Sarah Jessica Parker has realized that whatever she does, will almost always be remembered for Carrie Bradshaw, and it will be for this reason that in the last decade he has pleaded the cause of in every possible way bring the franchise back to life Sex and the Cityfirst in a third chapter at the cinema after the record takings of the first two and then a spin-off series that became reality in 2021 with And Just Like That, the revival that saw her literally step back into Carrie’s shoes showing her after 50, with lighter hair and the same fabulous wardrobe we enjoyed in the early 2000s. The actress, after all, is not stupid: she could have gone better in terms of career, of course, but also much worse, given that she is still associated with a project- Sex and the City – and to a character – Carrie Bradshaw – which the books related to the history of television will probably talk about for many more decades to come and which Parker herself exploited by founding a his shoe brand in the wake of her character’s obsession with heels. Where one of her surrendered to the evidence and the desire of the public to continue to see her as she always imagined, there is, however, another who rebelled against the system and did everything not to be sucked into her character: Kim Cattrall.
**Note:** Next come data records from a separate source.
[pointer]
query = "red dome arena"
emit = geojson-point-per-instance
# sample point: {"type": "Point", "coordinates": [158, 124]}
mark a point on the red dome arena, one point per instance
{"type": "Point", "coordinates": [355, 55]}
She too, just like Sarah Jessica Parker, was overwhelmed by Sex and the City and from the mask of Samantha Jones but, unlike my colleague, he decided not to indulge that wave but, rather, to fight it by strenuously opposing any attempt to bring his character back to life. After Sex and the City he did little cinema – he had already given in the eighties and nineties, acting in more than forty films – and a lot of television, declining himself in roles that were always different and far from Samantha’s exuberance and nymphomania, taking part in romantic and funny spin-offs as How I Met Your Father on Disney+ and to completely new projects like Glamorous on Netflix, the series halfway between The devil wears Prada And Ugly Betty which sees her, however, in the role of a boss who is anything but Mephistophelean like Miranda Priestly and Wilhelmina Slater. Although, at the end of the fair, also gave in to a cameo in the second season of And Just Like That – available on Sky and streaming on NOW -, Cattrall had the honesty to admit that he could no longer live in the shadow of a character who, according to him, has had his day. That’s why he always nixed the idea of ​​bringing back to life Sex and the City, as well as she always wanted to distance herself from her former colleagues, especially by Sarah Jessica Parker, who over the past few years has accused of megalomania and reckless tantrums. In short, at the end of the games, it seems that Kim Cattrall has seen us long: not only because the new episodes of the revival of Sex and the City they are not convincing the critics as in her debut, but also because it is much better to imagine Samantha in London having fun on the night of the Brexit vote rather than pining for her sentimental quarrels like Carrie and her friends.